TOWN HOUSE 70: LUSSO E COMODITA’ NEL CUORE DI TORINO.

A fine Ottobre sono stato ospitato da Town House 70 per un lungo week end in una città che non avevo mai scoperto cosi bene come questa volta.

Ingresso del Town House 70, in pieno centro.

Il Town House 70 è nel vero cuore di Torino, proprio dietro Piazza Castello, a due passi dalle principali attrazioni culturali ed artistiche della città. Un piccolo paradiso elegante, raffinato, ricco di storia e di cultura.

Torino è sempre stata una città misteriosa per me, forse semplicemente perchè un pò troppo distante da casa e tipicamente fredda, come il suo clima invernale. Ho avuto, invece, la possibilità di fare una grande scoperta: a Torino ci andrei a vivere anche domani. Così ricca di fascino, di quotidianità spontanea e vera, elegante ma non troppo cittadina come invece pensavo potesse essere. E’ fantastica la sensazione di essere immersi in una città metropolitana (gli abitanti sfiorano il milione), ma altrettanto semplice da visitare, senza troppe zone affollate e dimenticando le concentrazioni di traffico esasperato delle grandi città del Nord Italia.
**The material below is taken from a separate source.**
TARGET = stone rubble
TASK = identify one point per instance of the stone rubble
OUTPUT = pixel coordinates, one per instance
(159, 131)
Torino è dolce, come l’ordine dei suoi palazzi che accompagnano le vie del centro che, bagnati dalla pioggia, riflettono la perfetta simmetria della sua pianta. Il primo giorno, dopo l’accoglienza al Town House 70, abbiamo trascorso il pomeriggio camminando senza meta tra le vie del centro, da Piazza Castello a Piazza San Carlo, toccando Palazzo Reale, Palazzo Madama e i Giardini Reali, classiche tappe da turista, ma sempre ricche di fascino.

Esplorare la città senza orario e appuntamenti, in piena sintonia con l’assenza del tempo, è una delle cose che amo fare nel momento in cui mi trovo in un posto che non conosco.  E’ come se si innescasse in me un meraviglioso processo di ambientamento: amo assorbire i riflessi indiretti dei passanti, il profumo della quotidianità, la percezione dello scorrere del tempo. Torino è una città così ricca di cultura da rallentare inconsciamente il pensiero, tutto è più lento proprio perché è più pensato.

La Farmacia del Cambio, storico e rinomato locale torinese.

Non perdetevi l’aperitivo alla Farmacia del Cambio, in pieno centro: è una storica cantina torinese (nella sua suggestiva cantina troverete più di 20.000 etichette!) dove poter gustare un raffinato aperitivo. A fianco invece, al Ristorante del Cambio, vi immergerete in una cucina tradizionale ma moderna e d'elite, grazie alla maestria dello chef stellato Matteo Baronetto e del suo meraviglioso staff di cucina. Il loro motto è “Qui tutto resta com’è e tutto si rinnova: il futuro ha un cuore antico. Non è un museo. Tutt’altro. E’ un luogo da vivere con i cinque sensi”. Il posto è ideale anche per il dopo cena: il salottino al secondo piano vi accoglierà per una serata lounge all’insegna della storia e dell’arte di Torino, tra libri e sigari da gustare.

Anche la visita a Palazzo Madama dovrà sicuramente riempire una parte del vostro soggiorno nella capitale piemontese: frutto delle frequenti mostre culturali, fotografiche ed artistiche, il cuore pulsante della cultura di Torino è sempre un meraviglioso paradiso da non farsi sfuggire.

Torino ha un clima certamente freddo, i mesi invernali sono senza dubbio piovosi e grigi: ma è una caratteristica molto romantica della città, da apprezzare anche per una camminata lungo i murazzi, che vi condurranno in una piccola oasi verde, tra scoiattoli e la verde vegetazione delle rive del fiume Po.

E’ sicuramente meravigliosa anche la vista dal Monte dei Cappuccini e dalla Chiesa di Santa Maria del Monte, da dove potrete ammirare indistintamente come la Mole Antonelliana si sia magicamente inserita nel contesto urbano torinese, caratterizzandolo indelebilmente.

Concludendo, definirei Torino una dolce poesia invernale, in grado di riappacificare l’anima per un week end di cultura, modernità e buon vivere.